Redox-Based Mechanisms of O₂ Sensing in Hypoxic Pulmonary Vasoconstriction; Where Are We Now?

Hypoxic pulmonary vasoconstriction (HPV) is a rapid and reversible constrictor response of the pulmonary vasculature, and especially its small muscular precapillary arteries, which is initiated by episodes of local alveolar hypoxia. Acting as a protective homeostatic vasomotor mechanism, HPV enables maximal gas exchange by diverting blood from poorly ventilated alveoli in to those rich in oxygen, thereby optimizing oxygen uptake and the ventilation-perfusion (V/Q) ratio so as to maintain the arterial oxygen partial pressure (PaO2) within the physiological range. HPV is an intrinsic mechanism of pulmonary artery smooth muscle cells (PASMC), and requires an O2 sensor which acts through mediator(s) to trigger effector mechanisms within these cells to evoke constriction.
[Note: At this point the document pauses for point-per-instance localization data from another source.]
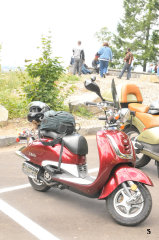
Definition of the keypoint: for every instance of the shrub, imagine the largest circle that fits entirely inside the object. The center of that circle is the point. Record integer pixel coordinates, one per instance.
(42, 84)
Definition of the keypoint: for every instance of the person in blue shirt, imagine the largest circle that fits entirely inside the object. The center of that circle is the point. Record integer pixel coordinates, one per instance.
(105, 55)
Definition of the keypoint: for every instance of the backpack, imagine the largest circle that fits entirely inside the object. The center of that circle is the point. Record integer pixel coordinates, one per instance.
(58, 121)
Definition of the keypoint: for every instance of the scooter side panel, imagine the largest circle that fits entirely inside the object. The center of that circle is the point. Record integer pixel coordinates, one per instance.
(150, 136)
(122, 174)
(38, 153)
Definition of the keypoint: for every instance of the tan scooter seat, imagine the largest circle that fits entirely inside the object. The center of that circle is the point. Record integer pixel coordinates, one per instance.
(148, 120)
(137, 107)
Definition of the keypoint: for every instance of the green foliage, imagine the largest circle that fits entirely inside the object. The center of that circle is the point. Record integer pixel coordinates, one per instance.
(42, 84)
(13, 100)
(103, 35)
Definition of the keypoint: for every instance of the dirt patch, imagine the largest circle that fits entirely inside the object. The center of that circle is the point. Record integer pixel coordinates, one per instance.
(14, 127)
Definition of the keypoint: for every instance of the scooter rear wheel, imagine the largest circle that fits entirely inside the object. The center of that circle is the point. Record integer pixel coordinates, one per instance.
(126, 213)
(38, 185)
(141, 159)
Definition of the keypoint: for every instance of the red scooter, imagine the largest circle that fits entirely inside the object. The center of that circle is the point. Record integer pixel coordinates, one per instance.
(64, 165)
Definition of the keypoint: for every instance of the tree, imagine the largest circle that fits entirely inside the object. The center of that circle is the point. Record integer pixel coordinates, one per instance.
(44, 74)
(139, 30)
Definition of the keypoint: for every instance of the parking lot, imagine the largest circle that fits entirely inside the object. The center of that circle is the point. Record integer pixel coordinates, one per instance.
(27, 214)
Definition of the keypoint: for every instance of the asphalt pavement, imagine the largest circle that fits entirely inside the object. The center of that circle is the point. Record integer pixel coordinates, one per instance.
(60, 214)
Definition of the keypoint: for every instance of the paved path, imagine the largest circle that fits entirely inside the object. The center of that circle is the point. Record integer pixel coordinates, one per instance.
(63, 215)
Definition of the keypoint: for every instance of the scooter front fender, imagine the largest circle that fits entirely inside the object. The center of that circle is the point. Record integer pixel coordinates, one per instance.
(122, 174)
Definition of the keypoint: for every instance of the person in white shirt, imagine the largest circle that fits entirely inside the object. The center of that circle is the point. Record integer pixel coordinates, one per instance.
(79, 58)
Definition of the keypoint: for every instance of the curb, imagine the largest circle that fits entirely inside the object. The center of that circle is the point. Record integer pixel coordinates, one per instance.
(6, 141)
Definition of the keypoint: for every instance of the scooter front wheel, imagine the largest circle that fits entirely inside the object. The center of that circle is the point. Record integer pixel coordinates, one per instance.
(127, 211)
(38, 185)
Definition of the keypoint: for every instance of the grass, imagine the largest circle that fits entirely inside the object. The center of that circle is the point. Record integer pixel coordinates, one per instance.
(12, 97)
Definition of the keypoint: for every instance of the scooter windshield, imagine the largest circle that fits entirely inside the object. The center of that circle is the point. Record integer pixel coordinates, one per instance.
(115, 96)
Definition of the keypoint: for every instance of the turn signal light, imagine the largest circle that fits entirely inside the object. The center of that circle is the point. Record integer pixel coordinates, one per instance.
(117, 117)
(122, 127)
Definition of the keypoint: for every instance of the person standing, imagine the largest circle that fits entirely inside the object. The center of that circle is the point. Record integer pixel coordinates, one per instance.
(105, 55)
(127, 66)
(95, 63)
(79, 58)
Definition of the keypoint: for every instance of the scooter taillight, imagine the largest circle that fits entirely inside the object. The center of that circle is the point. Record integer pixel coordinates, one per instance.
(127, 146)
(81, 160)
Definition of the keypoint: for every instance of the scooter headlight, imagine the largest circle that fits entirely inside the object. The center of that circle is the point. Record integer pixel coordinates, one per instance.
(124, 114)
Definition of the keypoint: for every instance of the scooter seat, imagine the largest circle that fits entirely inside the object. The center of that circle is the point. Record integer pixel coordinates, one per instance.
(148, 120)
(76, 143)
(137, 107)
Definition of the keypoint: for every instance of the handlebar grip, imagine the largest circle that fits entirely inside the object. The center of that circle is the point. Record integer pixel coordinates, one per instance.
(91, 103)
(102, 118)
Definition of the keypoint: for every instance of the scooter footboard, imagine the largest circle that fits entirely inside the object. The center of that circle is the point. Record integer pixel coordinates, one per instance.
(123, 174)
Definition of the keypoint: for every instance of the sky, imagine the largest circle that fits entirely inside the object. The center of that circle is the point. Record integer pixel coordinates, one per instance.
(23, 22)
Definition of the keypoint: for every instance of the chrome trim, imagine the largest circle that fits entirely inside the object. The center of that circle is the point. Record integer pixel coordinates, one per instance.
(117, 151)
(19, 153)
(70, 168)
(30, 170)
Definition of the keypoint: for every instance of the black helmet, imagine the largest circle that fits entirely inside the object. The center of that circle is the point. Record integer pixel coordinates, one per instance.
(93, 78)
(37, 110)
(154, 108)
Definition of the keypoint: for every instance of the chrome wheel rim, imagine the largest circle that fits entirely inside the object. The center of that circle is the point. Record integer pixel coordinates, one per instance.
(126, 209)
(37, 181)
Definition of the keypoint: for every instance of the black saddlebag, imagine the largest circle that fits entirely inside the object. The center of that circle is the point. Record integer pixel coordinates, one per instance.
(58, 121)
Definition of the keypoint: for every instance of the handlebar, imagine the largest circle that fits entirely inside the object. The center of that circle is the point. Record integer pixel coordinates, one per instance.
(91, 103)
(102, 118)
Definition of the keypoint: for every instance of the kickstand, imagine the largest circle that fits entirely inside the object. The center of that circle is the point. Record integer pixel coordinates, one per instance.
(157, 164)
(60, 158)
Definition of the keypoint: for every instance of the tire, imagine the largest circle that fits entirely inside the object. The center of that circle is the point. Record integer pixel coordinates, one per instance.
(38, 185)
(141, 159)
(118, 210)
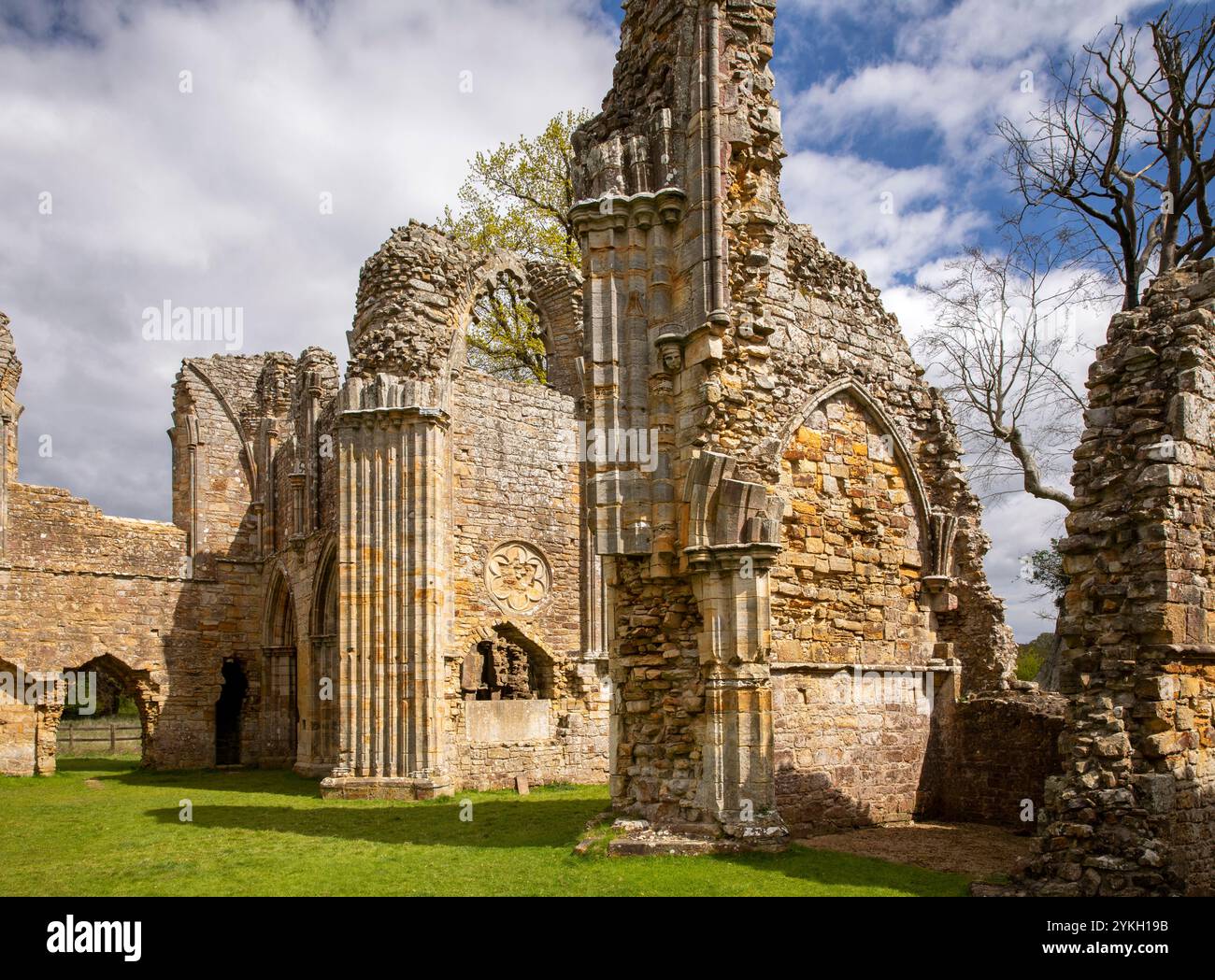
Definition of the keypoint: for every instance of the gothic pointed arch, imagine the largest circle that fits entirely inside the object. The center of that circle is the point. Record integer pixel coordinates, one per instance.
(899, 448)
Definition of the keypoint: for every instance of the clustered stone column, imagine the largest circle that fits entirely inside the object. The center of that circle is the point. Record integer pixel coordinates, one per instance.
(1134, 809)
(666, 514)
(393, 590)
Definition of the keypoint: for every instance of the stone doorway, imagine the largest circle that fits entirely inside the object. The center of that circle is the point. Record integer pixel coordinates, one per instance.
(227, 714)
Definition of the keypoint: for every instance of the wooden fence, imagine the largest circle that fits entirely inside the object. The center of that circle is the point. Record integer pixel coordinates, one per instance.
(112, 737)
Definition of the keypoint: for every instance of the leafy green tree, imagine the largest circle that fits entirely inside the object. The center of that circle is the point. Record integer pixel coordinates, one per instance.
(517, 197)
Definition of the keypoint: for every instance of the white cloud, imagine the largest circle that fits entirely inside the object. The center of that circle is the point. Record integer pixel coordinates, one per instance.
(211, 198)
(842, 199)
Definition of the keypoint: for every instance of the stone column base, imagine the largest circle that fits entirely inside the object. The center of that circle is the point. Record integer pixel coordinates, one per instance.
(383, 787)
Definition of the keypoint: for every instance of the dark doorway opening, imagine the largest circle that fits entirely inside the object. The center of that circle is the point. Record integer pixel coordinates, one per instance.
(227, 714)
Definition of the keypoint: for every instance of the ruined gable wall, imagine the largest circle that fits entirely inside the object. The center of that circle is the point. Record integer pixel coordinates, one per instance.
(74, 586)
(515, 477)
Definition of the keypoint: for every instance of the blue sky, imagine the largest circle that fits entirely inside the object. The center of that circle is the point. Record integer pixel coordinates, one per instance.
(209, 197)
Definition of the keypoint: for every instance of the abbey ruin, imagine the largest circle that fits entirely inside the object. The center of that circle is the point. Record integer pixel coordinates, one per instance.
(407, 577)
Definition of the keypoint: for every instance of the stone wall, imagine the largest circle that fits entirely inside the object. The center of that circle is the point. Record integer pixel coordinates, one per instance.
(996, 753)
(794, 432)
(517, 482)
(1133, 809)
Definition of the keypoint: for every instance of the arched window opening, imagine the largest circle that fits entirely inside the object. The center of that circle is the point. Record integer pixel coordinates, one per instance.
(507, 667)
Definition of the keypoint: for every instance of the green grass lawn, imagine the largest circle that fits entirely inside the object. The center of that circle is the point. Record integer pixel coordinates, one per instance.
(105, 827)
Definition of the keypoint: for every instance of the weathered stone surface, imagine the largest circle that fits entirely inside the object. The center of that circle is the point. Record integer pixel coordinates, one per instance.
(409, 579)
(1133, 802)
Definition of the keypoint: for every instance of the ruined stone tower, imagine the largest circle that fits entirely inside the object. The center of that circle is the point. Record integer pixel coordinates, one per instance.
(807, 514)
(734, 518)
(1131, 810)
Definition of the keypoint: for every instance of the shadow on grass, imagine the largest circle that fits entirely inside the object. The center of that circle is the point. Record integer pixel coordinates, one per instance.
(535, 822)
(835, 869)
(274, 781)
(554, 822)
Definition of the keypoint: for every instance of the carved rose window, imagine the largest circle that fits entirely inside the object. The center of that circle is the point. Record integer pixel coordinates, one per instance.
(518, 575)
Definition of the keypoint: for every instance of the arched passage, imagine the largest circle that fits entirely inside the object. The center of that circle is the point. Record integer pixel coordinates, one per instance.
(107, 711)
(229, 713)
(851, 695)
(279, 677)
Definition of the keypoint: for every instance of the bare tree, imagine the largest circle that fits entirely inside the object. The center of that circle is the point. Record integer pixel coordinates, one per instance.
(1118, 154)
(1004, 331)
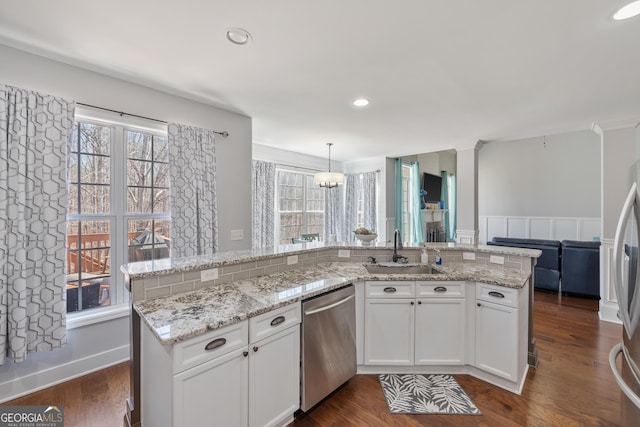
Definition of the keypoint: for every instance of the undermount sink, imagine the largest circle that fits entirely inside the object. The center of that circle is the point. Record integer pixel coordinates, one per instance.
(398, 268)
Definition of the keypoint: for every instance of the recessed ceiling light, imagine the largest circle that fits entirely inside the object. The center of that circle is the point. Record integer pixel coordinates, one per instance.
(238, 36)
(628, 11)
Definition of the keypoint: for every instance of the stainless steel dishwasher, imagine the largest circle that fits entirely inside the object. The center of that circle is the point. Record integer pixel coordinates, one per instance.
(328, 344)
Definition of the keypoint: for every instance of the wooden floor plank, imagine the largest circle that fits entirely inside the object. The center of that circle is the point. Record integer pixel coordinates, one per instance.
(572, 385)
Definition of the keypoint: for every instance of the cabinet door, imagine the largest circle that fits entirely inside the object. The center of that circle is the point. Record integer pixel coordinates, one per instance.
(274, 378)
(440, 332)
(389, 328)
(213, 393)
(497, 339)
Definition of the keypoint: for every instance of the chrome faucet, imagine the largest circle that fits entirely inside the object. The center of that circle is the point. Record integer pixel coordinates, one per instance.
(397, 244)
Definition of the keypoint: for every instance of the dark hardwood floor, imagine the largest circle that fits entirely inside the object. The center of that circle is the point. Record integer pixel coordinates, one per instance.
(572, 385)
(94, 400)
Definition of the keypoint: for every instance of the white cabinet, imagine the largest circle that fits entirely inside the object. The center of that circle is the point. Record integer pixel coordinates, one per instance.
(215, 390)
(411, 323)
(274, 368)
(439, 332)
(245, 374)
(389, 331)
(500, 324)
(440, 323)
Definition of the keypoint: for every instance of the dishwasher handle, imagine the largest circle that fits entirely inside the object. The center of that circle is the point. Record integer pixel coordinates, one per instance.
(329, 307)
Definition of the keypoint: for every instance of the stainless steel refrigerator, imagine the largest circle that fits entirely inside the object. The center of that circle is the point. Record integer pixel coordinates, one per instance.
(627, 285)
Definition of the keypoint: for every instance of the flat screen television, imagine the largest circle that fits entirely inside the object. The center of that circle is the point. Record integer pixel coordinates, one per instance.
(433, 185)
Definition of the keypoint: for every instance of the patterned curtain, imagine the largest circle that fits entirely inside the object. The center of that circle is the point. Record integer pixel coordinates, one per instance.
(399, 212)
(351, 186)
(414, 200)
(34, 132)
(333, 213)
(263, 190)
(370, 204)
(444, 191)
(452, 208)
(194, 208)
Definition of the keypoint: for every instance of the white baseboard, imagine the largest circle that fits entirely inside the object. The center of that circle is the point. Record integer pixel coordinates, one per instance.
(18, 387)
(609, 312)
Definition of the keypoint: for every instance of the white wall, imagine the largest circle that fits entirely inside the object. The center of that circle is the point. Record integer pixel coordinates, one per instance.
(543, 187)
(530, 178)
(95, 346)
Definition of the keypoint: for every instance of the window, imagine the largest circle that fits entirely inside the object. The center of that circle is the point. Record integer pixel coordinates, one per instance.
(300, 206)
(406, 203)
(118, 207)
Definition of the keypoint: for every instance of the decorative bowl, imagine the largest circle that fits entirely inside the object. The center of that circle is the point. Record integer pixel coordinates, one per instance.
(366, 239)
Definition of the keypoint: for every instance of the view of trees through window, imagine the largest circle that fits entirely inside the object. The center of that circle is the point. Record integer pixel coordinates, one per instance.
(118, 179)
(300, 206)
Whereas HPV effector mechanisms are reasonably well-defined, the nature of the O2 sensor and mediators remain in dispute. The three most comprehensive models of O2 sensing in HPV share a focus on the concept that hypoxia activates effector mechanisms by inducing a change in the PASMC cytoplasmic redox state. According to the Redox Theory, first proposed by Kenneth Weir and Stephen Archer in 1995, hypoxia inhibits mitochondrial production of reactive oxygen species (ROS), thereby causing the cytoplasm to become more reduced. This inhibits ongoing vasorelaxation maintained by the opening of voltage-gated K+ channels. In contrast, according to the Mitochondrial ROS hypothesis, introduced by Paul Schumacker and Naveen Chandel in 2001, hypoxia increases mitochondrial ROS production, causing an oxidizing shift in the cytoplasmic redox poise which activate several vasoconstricting pathways. In a third scenario, developed by Michael Wolin and Sachin Gupte, hypoxia evokes contraction by causing a fall in H2O2 production by NADPH oxidase, and by activating the pentose phosphate pathway. These effects inhibit basal vasorelaxation maintained by the guanylate cyclase and protein kinase G and also stimulate vasoconstricting mechanisms. In this comprehensive review, we summarize the key studies contributing to the development of these proposals and then subject the evidence supporting them to critical appraisal, based in part on how well they accord with the wider literature and recent developments in our understanding of how cells shape and deploy redox mechanisms in order to regulate cell function.